Es mutet wie ein schlechter Horrorfilm an, was wir dieser Tage aus Texas zu hören bekommen. Wieder mal hat eine Hinrichtung durch den Staat nicht funktioniert wie sie sollte und der Betroffene erlitt einen 43 minütigen Todeskampf, der mit einem Herzinfarkt endete.

Der Fall Clayton Lockett

Clayton Locketts Körper kämpfte 43 Minuten gegen Tod an. Die erste der drei Giftinjektionen, die dem Verurteilten das Leben nehmen sollten, führte dazu, dass eine seiner Venen platzte und er bei Bewusstsein blieb. Der Giftcocktail, der sich aus jeweils einer Injektion Midazolam, Vecuronium und Kaliumchlorid zusammen setzte, wurde erstmal im Oktober 2013 bei einer Hinrichtung eingesetzt.

Die erste Injektion sollte dem verurteilten Mörder das Bewusstsein nehmen. Vecuroium lähmt den Körper und Kaliumchlorid sollte schließlich den Herzschlag stoppen. Diese letzte Injektion ist allein betrachtet sehr schmerzhaft, da sie den Herzschlag erlahmen lässt und zeitweise auch zu Herzinfarkten führen kann. Daher ist es von größter Bedeutung, dass der Betroffene zum Zeitpunkt der dritten Injektion bereits bewusstlos ist.
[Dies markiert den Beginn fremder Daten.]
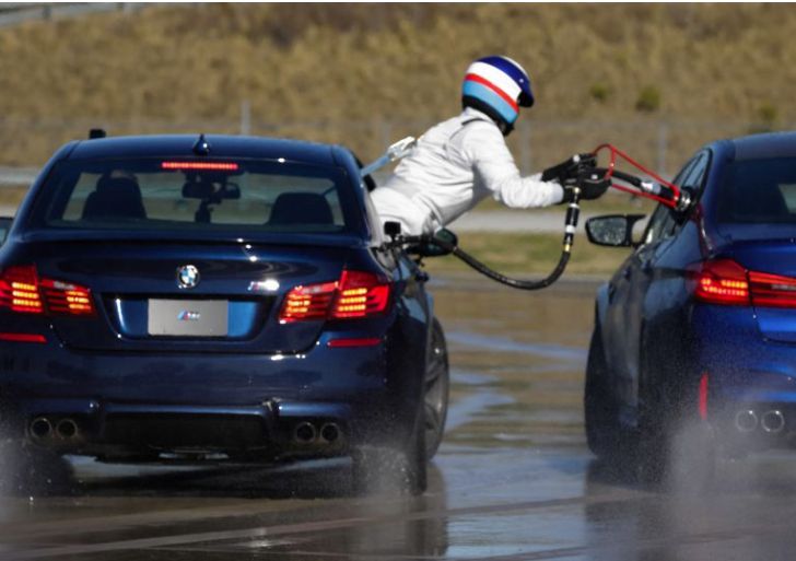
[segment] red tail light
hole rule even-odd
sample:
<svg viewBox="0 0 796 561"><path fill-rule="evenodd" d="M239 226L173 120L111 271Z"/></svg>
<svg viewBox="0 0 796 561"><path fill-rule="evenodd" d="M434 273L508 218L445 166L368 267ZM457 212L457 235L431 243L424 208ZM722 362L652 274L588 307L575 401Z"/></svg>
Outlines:
<svg viewBox="0 0 796 561"><path fill-rule="evenodd" d="M355 319L382 314L389 303L389 283L372 272L342 271L340 280L295 287L285 296L281 323Z"/></svg>
<svg viewBox="0 0 796 561"><path fill-rule="evenodd" d="M749 271L752 303L760 307L796 307L796 279Z"/></svg>
<svg viewBox="0 0 796 561"><path fill-rule="evenodd" d="M747 271L731 259L703 264L694 273L694 296L710 304L796 307L796 278Z"/></svg>
<svg viewBox="0 0 796 561"><path fill-rule="evenodd" d="M94 315L91 291L69 282L40 279L33 265L9 267L0 273L0 308L26 314Z"/></svg>
<svg viewBox="0 0 796 561"><path fill-rule="evenodd" d="M295 287L284 299L279 320L286 323L326 319L336 292L337 282Z"/></svg>
<svg viewBox="0 0 796 561"><path fill-rule="evenodd" d="M694 273L694 296L710 304L749 305L749 281L744 267L731 259L705 261Z"/></svg>
<svg viewBox="0 0 796 561"><path fill-rule="evenodd" d="M381 314L387 307L389 284L372 272L342 271L331 317L348 319Z"/></svg>
<svg viewBox="0 0 796 561"><path fill-rule="evenodd" d="M38 293L36 267L9 267L0 274L0 307L24 314L43 314L44 303Z"/></svg>
<svg viewBox="0 0 796 561"><path fill-rule="evenodd" d="M698 400L696 400L696 409L700 413L700 419L703 421L707 420L707 384L710 382L710 376L705 372L702 374L702 377L700 378L700 386L699 386L699 393L698 393Z"/></svg>

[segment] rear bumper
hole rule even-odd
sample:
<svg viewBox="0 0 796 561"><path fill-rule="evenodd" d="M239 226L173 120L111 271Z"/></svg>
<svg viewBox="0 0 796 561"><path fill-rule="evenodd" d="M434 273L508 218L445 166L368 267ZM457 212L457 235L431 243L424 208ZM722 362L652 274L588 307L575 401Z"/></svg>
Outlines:
<svg viewBox="0 0 796 561"><path fill-rule="evenodd" d="M730 447L796 446L796 344L765 339L748 311L696 308L699 375L709 420ZM695 373L696 374L696 373Z"/></svg>
<svg viewBox="0 0 796 561"><path fill-rule="evenodd" d="M422 371L389 353L385 343L246 357L3 344L3 424L12 437L65 454L342 455L411 433Z"/></svg>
Das neue Todes-Medikament Midazolam

Midazolam wurde erst seit Kurzem als Ersatz für das sicher getestete Pentobarbital eingesetzt. Die dänische Herstellerfirma kontrolliert ihre Exporte streng, sodass die USA Probleme bei der Beschaffung von großen Mengen dieser Substanz bekamen und auf Midazolam zurück griffen. Dieser Stoff gilt auch in Deutschland als Anästhetikum, das dem Betroffenen nach kurzer Zeit zu einer Entspannungsphase, beispielsweise im Vorfeld von Operationen, verhelfen soll.
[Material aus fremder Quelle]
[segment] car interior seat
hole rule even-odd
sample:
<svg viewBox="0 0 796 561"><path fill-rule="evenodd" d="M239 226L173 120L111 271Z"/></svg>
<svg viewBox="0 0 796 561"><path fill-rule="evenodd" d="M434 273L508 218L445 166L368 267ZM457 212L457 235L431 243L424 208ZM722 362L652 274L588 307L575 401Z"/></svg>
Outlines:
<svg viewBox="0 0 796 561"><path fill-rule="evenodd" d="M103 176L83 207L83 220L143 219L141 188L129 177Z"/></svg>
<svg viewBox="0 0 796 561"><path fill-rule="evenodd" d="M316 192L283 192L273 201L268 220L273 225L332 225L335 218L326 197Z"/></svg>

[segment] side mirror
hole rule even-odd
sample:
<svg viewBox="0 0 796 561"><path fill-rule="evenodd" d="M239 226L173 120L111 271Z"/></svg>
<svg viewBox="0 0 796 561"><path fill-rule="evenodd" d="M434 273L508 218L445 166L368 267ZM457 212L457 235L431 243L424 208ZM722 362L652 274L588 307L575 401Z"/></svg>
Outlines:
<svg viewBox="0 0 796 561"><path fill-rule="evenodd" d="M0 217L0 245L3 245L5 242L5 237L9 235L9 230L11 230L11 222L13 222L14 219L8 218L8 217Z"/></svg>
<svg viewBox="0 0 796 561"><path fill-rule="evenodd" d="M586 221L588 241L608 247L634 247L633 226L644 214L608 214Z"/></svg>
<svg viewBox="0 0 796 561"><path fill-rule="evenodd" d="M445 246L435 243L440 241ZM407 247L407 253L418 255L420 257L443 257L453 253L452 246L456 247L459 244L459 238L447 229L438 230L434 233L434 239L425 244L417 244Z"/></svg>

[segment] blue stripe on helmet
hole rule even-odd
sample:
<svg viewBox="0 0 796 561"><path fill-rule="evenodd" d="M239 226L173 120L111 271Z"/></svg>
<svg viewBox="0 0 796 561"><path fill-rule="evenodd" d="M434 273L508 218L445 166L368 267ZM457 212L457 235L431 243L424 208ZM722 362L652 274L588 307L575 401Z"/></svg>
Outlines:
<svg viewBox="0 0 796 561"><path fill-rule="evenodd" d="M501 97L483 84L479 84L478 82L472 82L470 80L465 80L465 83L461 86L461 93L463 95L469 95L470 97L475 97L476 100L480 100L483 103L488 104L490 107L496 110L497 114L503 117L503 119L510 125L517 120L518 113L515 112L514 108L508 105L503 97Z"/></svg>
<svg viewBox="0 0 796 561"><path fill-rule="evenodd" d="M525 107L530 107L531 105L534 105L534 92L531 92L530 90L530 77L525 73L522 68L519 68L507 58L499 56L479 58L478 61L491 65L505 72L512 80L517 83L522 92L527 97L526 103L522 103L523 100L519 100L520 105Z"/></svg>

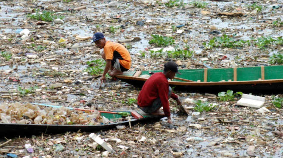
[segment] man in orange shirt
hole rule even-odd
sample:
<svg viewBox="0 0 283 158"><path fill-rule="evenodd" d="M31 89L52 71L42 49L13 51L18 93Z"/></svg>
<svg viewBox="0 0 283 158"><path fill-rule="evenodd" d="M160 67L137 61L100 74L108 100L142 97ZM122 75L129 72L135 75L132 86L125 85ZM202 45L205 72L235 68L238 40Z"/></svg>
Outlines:
<svg viewBox="0 0 283 158"><path fill-rule="evenodd" d="M100 78L101 83L105 81L105 75L108 72L109 75L114 76L123 74L131 68L131 58L127 49L117 43L106 41L101 32L94 33L92 38L95 44L100 50L102 58L106 61L105 68ZM109 69L111 71L108 72Z"/></svg>

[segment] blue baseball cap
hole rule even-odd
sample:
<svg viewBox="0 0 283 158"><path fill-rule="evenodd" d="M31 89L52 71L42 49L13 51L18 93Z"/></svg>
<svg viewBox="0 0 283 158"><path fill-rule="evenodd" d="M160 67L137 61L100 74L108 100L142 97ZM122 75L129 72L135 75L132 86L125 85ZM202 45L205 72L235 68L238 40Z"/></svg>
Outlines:
<svg viewBox="0 0 283 158"><path fill-rule="evenodd" d="M99 40L104 38L104 36L103 35L103 33L101 32L97 32L93 35L93 37L92 37L92 40L93 40L93 41L92 41L92 42L91 43L92 43L97 40Z"/></svg>

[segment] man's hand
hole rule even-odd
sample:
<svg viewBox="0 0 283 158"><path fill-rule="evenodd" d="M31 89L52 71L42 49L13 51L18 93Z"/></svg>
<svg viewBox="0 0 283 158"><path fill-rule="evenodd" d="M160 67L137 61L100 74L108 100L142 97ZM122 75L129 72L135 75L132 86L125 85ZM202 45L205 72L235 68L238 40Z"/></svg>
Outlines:
<svg viewBox="0 0 283 158"><path fill-rule="evenodd" d="M102 75L102 76L100 78L100 84L101 85L102 84L102 82L105 82L105 76L104 75Z"/></svg>
<svg viewBox="0 0 283 158"><path fill-rule="evenodd" d="M167 123L171 124L173 123L172 122L172 120L171 120L171 116L168 116L167 117Z"/></svg>
<svg viewBox="0 0 283 158"><path fill-rule="evenodd" d="M177 102L177 104L182 105L182 102L181 102L181 100L180 100L180 99L178 98L177 100L176 100L176 101Z"/></svg>

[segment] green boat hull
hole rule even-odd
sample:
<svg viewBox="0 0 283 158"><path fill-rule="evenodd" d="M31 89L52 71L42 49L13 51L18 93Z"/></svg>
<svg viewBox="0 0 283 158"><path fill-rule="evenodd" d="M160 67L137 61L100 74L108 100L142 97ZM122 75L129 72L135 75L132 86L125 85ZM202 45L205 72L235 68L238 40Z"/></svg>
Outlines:
<svg viewBox="0 0 283 158"><path fill-rule="evenodd" d="M175 77L195 82L174 79L169 83L170 86L174 87L174 91L179 92L217 94L231 90L254 94L278 94L282 93L283 85L282 70L282 65L182 69L179 71L182 74L176 74ZM116 77L125 82L142 88L147 79L139 76L149 75L150 71L141 71L140 75L137 75L136 73L137 72L126 72Z"/></svg>

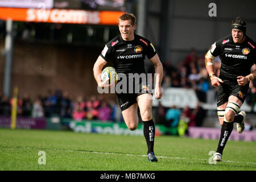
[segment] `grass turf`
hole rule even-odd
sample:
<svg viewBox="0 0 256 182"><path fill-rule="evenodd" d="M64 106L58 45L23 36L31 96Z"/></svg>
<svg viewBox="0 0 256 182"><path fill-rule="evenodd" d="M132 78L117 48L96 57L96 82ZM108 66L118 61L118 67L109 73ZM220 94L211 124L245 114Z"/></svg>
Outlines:
<svg viewBox="0 0 256 182"><path fill-rule="evenodd" d="M210 165L208 153L217 148L218 142L158 136L158 162L151 163L142 136L0 129L0 170L256 170L254 142L228 141L223 162ZM45 165L38 163L40 151L46 152Z"/></svg>

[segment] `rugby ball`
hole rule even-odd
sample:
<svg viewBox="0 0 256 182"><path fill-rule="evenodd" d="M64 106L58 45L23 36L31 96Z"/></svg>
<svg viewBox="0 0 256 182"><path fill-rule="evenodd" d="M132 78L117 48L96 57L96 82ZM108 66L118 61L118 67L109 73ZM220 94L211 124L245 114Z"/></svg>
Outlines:
<svg viewBox="0 0 256 182"><path fill-rule="evenodd" d="M109 78L109 84L112 84L114 81L117 83L118 77L117 73L114 68L108 67L102 71L102 72L101 73L101 80L104 81L108 78Z"/></svg>

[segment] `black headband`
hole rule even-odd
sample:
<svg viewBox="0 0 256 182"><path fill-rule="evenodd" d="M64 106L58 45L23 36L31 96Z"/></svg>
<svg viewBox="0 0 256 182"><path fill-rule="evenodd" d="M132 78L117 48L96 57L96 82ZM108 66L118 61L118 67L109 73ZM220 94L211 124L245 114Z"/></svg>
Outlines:
<svg viewBox="0 0 256 182"><path fill-rule="evenodd" d="M245 32L246 32L246 26L242 25L240 24L232 24L232 29L233 28L241 30L243 31L244 34L245 34Z"/></svg>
Aufgrund der geplatzten Vene ist anzunehmen, dass der Stoff sich nicht gleichmäßig im Körper des Verurteilten verteilen konnte. Auch beim ersten Einsatz von Midazolam zur Hinrichtung eines Verurteilten in Ohio verlöngerte sich der Todeskamp auf 24 Minuten. Die anwesenden Verwandten des Verurteilten wurden Zeugen eines grausamen Todeskampfes. Was viele Menschen zu vergessen scheinen ist, dass der eigentliche Nutzen dieser Medikamente ist Menschen zu helfen und ihre Leiden zu lindern. Medikamente, die wie Vecuroium, die Patienten Entspannungszustände und ausbleibende Krampfanfälle vermitteln sollen, werden inzwischen allerdings auch für das Töten von Menschen verwendet.